Handa Ka Funda

[ravihanda]

Seven different objects may be divided among three people.In how many ways can this be done if at least one of them gets exactly one object?
a)2484 b)1176 c)729 d)2424 e)none of these

Case 1: When only one person has exactly one object
3C1*7C1*(6C2+6C3+6C4) = 1050
Case 2: When two person have exactly one object
7C2*2!*3 = 126
Total ways = 1050+126 = 1176. Option B

[ravihanda]

There are 7 pairs of black shoes and 5 pairs of white shoes. They are all put into a box and shoes are drawn one at a time. To ensure that at least one pair of black shoes are taken out, what is the number of shoes required to be drawn out?
a) 12 b) 13 c) 7 d)18

We need to consider the worst case scenario in such cases. First take out all the white shoes i.e. 10 shoes. Then take out all the left foot black shoes i.e. 7 shoes. Till now, we have taken out 17 shoes and we don't have a black pair.
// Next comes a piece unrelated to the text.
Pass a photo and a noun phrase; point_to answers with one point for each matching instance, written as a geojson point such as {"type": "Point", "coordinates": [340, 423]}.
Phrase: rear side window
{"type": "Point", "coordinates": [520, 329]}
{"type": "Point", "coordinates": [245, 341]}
The 18th shoe we take out, will give us on pair of black shoes. Option D

[ravihanda]

How many numbers smaller than 2.10^8 & r divisible by 3 can be written by means of the digits 0,1 and 2 (exclude single digit and double digit numbers) ?
Numbers which are less than 2x10^8 and can be formed by 0,1 and 2 = 2x3^8 = 13122 (First position can be filled with 0 or 1 and the other eight positions can be filled with 0 or 1 or 2).
one digit numbers are 3 and two digit numbers are 3^2 = 9. Remove these 12 numbers and we are left with 13110. Out of these every third one would be divisible by 3. So the answer would be 13110/3 = 4370.
The answer in my edition of Arun's book is given as 294840. I guess that is a printing mistake.

[ravihanda]

Find the sum of all the four digit numbers that can be formed with the digits 3,2,3,4.
a. 40982 b. 39996 c. 41682 d.none of these

No. of four digit numbers that would end with 2 = 3
No. of four digit numbers that would end with 4 = 3
No. of four digit numbers that would end with 3 = 6
Sum of the digits at the unit's place for all the four digit numbers = 2x3 + 4x3 + 3x6 = 6 + 12 + 18 = 36
Same pattern would be followed for other positions as well.
Sum of the digits at the ten's place = 36
Sum of the digits at the hundred's place = 36
Sum of the digits at the thousand's place = 36
Total sum = 36x1000 + 36x100 + 36x10 + 36 = 39996. Option B

[bharadwaj12]

How many 4-digit numbers are there whose decimal notation contains not more than 2 distinct digits?

Single Digit Numbers = 9

Two Digit Numbers (Excluding 0) = 9C2 x (2^4 - 2) = 36 x 14 = 504
9C2 because I need to select the two digits (Say a and b)
2^4 because at each position, it could be a or b.
-2 because I do not want aaaa or bbbb

Two Digit Numbers (Including 0) = 9 x (2^3 - 1) = 63
9 to select the digit other than 0(say a); 2^3 because it could be a or 0 at each position and -1 to eliminate 0000.

Total numbers = 9 + 504 + 63 = 576.
So, the answer is 576. Option B.

Sir I am not sure if I can reply here if its against rules please delete it sir..

Sir can u explain the second case here.. the (2^3-1) part.. There are four position since first position cant be zero the first position can be filled in 1 way(one amoung the selected 9 digits). Second,third and fourth postion can be filled in 2^3 ways. I dont understand why to subtract 1 as we will not get 0000 as per my post..

I manually wrote the combination and got the correct answer xxx0,xx00,x000,x0xx,xx0x,xx0x,x00x where we can select x in 9 ways so 9x7..But know what was wrong in my earlier, Plz tell me where I am going wrong sir.

Thx in advance

[ravihanda]

Dear Bharadwaj,

Relax. There are no such hard and fast rules For future reference, please go ahead with your posts, etc. I will move / delete / edit them if I think they are not useful for other readers.

I manually wrote the combination and got the correct answer xxx0,xx00,x000,x0xx,xx0x,xx0x,x00x where we can select x in 9 ways so 9x7..But know what was wrong in my earlier, Plz tell me where I am going wrong sir.

I guess you missed out on xxxx. The question says not more than two digits, so a number like 7777 is valid.